Dr Millington-Sanders said she often has patients bring in letters about their benefits in a frenzied state, terrified that something is going to be taken away from them when they are ill.

“Having vulnerable and seriously ill people going in to have work assessments seems completely against the ethos that we are there to support them through their terminal illness,” she said.

“It’s frustrating from a GP’s perspective as well. I regularly have to write in and say I clinically disagree with a decision. The amount of time I waste trying to get hold of people and then having to appeal.”

Last month the DWP updated its guidance for clinical staff after months of campaigning and it now makes clear the benefits fast-track is not only for people with terminal cancer.

However, legislation still requires someone to have “a reasonable expectation of death within six months” for them to access benefits via the “Special Rules” route, although the government has admitted determining life expectancy is “not an exact science”.

Marie Curie and Motor Neurone Disease Association argue the guidance does not go far enough and are calling for a change in the law.

They have launched a petition calling on the government to scrap the six months rule which has over 10,000 signatures and is due to be handed into Downing Street next month.

The DWP told HuffPost UK its officials are in contact with the charities involved.

A spokeswoman said: “Terminal illness is devastating, and our priority is dealing with people’s claims quickly and compassionately. That’s why we guarantee entitlement to benefits and waive the need for face-to-face assessments.

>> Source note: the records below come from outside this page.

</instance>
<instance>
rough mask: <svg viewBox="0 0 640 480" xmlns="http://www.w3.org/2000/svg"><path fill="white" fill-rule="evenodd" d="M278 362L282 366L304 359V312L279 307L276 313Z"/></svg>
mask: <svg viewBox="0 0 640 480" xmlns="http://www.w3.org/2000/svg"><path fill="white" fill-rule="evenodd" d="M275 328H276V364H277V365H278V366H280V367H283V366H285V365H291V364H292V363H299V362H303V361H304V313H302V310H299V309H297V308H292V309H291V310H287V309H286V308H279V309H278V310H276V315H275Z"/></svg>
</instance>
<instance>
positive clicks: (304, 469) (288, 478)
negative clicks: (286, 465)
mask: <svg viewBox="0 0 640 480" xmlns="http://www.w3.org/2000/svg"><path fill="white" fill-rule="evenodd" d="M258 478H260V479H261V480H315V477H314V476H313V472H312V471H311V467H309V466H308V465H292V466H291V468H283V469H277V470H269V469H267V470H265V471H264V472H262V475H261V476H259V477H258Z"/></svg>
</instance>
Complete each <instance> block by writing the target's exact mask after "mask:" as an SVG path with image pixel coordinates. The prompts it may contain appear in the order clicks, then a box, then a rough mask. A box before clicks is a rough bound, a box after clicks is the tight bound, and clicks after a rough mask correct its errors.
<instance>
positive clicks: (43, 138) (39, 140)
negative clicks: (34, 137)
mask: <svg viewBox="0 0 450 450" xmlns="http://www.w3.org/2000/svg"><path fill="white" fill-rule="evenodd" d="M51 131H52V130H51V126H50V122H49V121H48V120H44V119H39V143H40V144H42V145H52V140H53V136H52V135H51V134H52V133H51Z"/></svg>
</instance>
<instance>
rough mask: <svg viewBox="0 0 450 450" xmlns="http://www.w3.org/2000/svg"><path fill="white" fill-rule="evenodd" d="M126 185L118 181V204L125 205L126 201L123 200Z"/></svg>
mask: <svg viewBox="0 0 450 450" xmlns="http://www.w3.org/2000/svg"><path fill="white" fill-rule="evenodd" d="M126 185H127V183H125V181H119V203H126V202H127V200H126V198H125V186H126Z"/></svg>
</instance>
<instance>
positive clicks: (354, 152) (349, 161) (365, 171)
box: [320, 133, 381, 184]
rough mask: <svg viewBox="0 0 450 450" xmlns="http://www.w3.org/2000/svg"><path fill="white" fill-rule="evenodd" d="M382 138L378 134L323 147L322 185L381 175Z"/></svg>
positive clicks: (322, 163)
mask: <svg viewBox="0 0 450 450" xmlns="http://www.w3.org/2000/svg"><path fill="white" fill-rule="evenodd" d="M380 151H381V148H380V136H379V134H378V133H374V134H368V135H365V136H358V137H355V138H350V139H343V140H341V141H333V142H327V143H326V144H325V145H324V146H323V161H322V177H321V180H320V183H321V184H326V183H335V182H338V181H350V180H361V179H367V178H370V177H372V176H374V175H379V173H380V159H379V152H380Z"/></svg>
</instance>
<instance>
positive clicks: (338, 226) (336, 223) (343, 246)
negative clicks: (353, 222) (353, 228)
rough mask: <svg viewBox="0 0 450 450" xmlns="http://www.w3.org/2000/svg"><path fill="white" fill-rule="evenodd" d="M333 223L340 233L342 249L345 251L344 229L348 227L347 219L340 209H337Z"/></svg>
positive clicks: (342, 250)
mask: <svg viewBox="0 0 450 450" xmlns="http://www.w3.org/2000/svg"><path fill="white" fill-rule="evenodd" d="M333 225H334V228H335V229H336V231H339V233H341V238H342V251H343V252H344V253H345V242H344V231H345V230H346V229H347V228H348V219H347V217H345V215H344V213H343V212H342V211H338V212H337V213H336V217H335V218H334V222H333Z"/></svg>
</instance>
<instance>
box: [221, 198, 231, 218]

“We’re looking again at how we support people with terminal illnesses, and in the meantime we continue to work with charities – including Marie Curie and the Motor Neurone Disease Association – to help terminally ill people access the support they need.”

Martin Burnell has motor neurone disease, a terminal illness
Martin Burnell has motor neurone disease, a terminal illness
Martin Burnell

‘I Was Told To Find Work Even Though I Can’t Walk, Breathe Or Talk’

Former health and social care professional Martin Burnell has motor-neurone disease, the debilitating illness Stephen Hawking suffered from, which attacks the nerves that control movement so muscles no longer work.

The 60-year-old has restricted mobility, struggles with speech, and needs a walking stick to move more than a few yards, but he did not qualify as terminally ill under the six month rule. His doctor believed the Special Rules only applied for cancer patients and as a result he was not deemed to have a terminal illness and was forced to apply for Universal Credit through the standard process.

“I have come to terms with having motor neurone disease and not being able to do the job I loved, but no one should have to go through what I did,” he said. “My GP wouldn’t initially fill in a DS1500 form for me, which would have meant everything would have been fast tracked. I applied for Universal Credit but it took a full year to receive it after much time and effort.”

Burnell at first received zero points in his work capability assessment for Universal Credit, meaning he was rated as capable for work, and was told that he had to seek employment despite struggling to walk, breathe and talk.

“Because I still had a little independence, and could cook and dress and walk so many yards without aid of a walking stick, they gave me no points,” he said. “But my speech is up and down and my mobility is bad. I was given zero points even though I told her I had motor neurone disease.”

The former health and social care professional worked in a nursing home and then cared for adults with difficulties until he was no longer able to work due to his health. Unable to claim Universal Credit without actively job-seeking, Burnell was left without any benefits for a year and only received Universal Credit payments after appealing.

“I was using the very last of my savings waiting for Universal Credit to be paid,” he said. “No one should go through what I went through just to get Universal Credit. I didn’t ask to get motor neurone disease. I can’t give it away. This is my life now.”